It's not a big deal, so many variables come into play because it's a single point cutting device,,unlike a table saw, each time you remove the motor from the motor base it will change, each time you adjust the settings on the bit it will change , each time you use a diff.bit it will change ,so many variables,the Colt can only take on 1/4" shank bits that's to say 1 1/4" max bit diam. plus because it spins at 8,000 rpm to 28,000 rpm's it will not make a hill of beans if it's out of wack by .010...but on the other hand if it's out by 1/16" well that would be a big deal...but I'm sure it's not ...and I'm sure the QC dept. would catch that error and would put it back for rework or in the junk box....or close the line down until they found the error...they don't need routers coming back to give them a bad name..


========



Router is still my name said:


> Well, I had tried several different router bits and two centering pins with 3 super accurate squares. All are perfect in my other 4 routers.
> So, I would say either they had the same batch of routers at lowes with the same problem. Or no one is testing the same way that I do.
> Use a long router bit and test it from all 8 angles.


----------



## Router is still my name (May 3, 2006)

I agree Bj.  
It’s not a big deal on a trim router. I just have the habit of checking things to within 0.00001 and when it comes to routers it better be
(0.00000) But that’s on a large router. Since it’s been my only main tool for the past 30 years and I do all my joining and box jointoperations with it and everything else.
Even if it’s off by 0.002 the boards will join at an angle as the surface area increases. But since the trim router never gets used for that kind of stuff, it’s no big deal.
On the other hand if you use it for making dado in a tight spots and go deeper than ½ inch then there will be some minor issues.
But the problem with the colts I had was not in the motor or the shaft; the problem is in the housing when it’s locked down. It throws off the router bit. I could have made modifications and fixed it by shimming the sides but like I said even the Ridgid trim router is dead on and my old Stanley trim is dead on so I expect more from Bosch.


----------



## Carl762 (Dec 31, 2007)

How much off? Played around last night with the Bosch and I love the feel of it. If there's anything I can do to make it better, I'm game.
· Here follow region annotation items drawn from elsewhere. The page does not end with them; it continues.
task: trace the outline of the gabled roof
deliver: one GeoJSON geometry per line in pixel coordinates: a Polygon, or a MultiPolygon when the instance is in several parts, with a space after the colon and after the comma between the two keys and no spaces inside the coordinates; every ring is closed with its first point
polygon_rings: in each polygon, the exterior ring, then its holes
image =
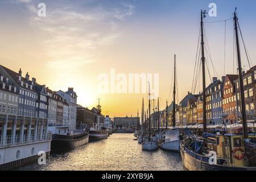
{"type": "MultiPolygon", "coordinates": [[[[226,79],[228,77],[232,85],[234,85],[234,81],[238,79],[239,76],[238,75],[226,75],[226,79]]],[[[225,81],[226,82],[226,79],[225,79],[225,81]]]]}
{"type": "Polygon", "coordinates": [[[30,88],[28,86],[28,88],[26,88],[26,86],[22,86],[20,84],[21,81],[23,81],[24,84],[28,84],[31,85],[31,82],[30,82],[30,81],[28,81],[26,78],[23,77],[21,77],[21,80],[19,80],[19,75],[18,73],[16,73],[9,68],[7,68],[2,65],[0,65],[0,67],[1,67],[6,72],[6,73],[11,77],[11,78],[16,82],[16,84],[18,84],[19,86],[23,88],[26,89],[28,89],[31,91],[35,91],[33,88],[32,88],[32,90],[30,89],[30,88]]]}

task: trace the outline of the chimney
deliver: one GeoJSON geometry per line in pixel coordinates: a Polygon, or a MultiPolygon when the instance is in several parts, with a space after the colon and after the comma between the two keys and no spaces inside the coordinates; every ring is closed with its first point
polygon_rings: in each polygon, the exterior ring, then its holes
{"type": "Polygon", "coordinates": [[[19,75],[20,76],[22,76],[22,72],[21,71],[21,68],[19,68],[19,75]]]}
{"type": "Polygon", "coordinates": [[[26,74],[26,79],[27,79],[27,81],[30,80],[30,75],[28,75],[28,72],[27,72],[27,74],[26,74]]]}
{"type": "Polygon", "coordinates": [[[226,77],[225,77],[225,76],[221,77],[221,81],[222,81],[223,83],[224,83],[224,81],[225,81],[225,79],[226,79],[226,77]]]}
{"type": "Polygon", "coordinates": [[[35,83],[36,83],[36,78],[32,78],[32,85],[33,85],[33,84],[35,84],[35,83]]]}
{"type": "Polygon", "coordinates": [[[218,78],[217,77],[213,77],[212,78],[212,82],[214,83],[214,82],[216,82],[217,80],[218,80],[218,78]]]}

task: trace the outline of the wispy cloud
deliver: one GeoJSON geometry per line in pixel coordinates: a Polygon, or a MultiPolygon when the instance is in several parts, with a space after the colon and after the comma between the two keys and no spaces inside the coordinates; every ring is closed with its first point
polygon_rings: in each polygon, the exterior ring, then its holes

I'll need absolute precision, as I am building guitars, small things, soon cabinets.


----------



## Mike (Nov 22, 2004)

Carl, you will be fine with your new Bosch Colt. When working with wood tolerances of .002" are not required. If a mosquito has a liquid lunch and breaks wind the humidity can go up enough to make wood swell that .002". Metal requires tolerances like that but not wood. Wood breathes and expands or contracts with humidity.


----------



## dec9023 (Dec 1, 2008)

Hey, what model Bosch Colt are you guys talking about ; The single speed or the variable speed ??? They are both available on EBAY ,new and reconditioned . It's small and compact . and only comes with a 1/4" collett . I already have a Skil thats restricted to a 1/4" collet. I do like the small size of the Bosch though . Rockler is having a sale on a Freud 2.5 hp variable speed w/2 bases ,and a PC #893, W/a guide bushing set, an edge guide, a micro height adjuster,and a $25.gift card for $259.


----------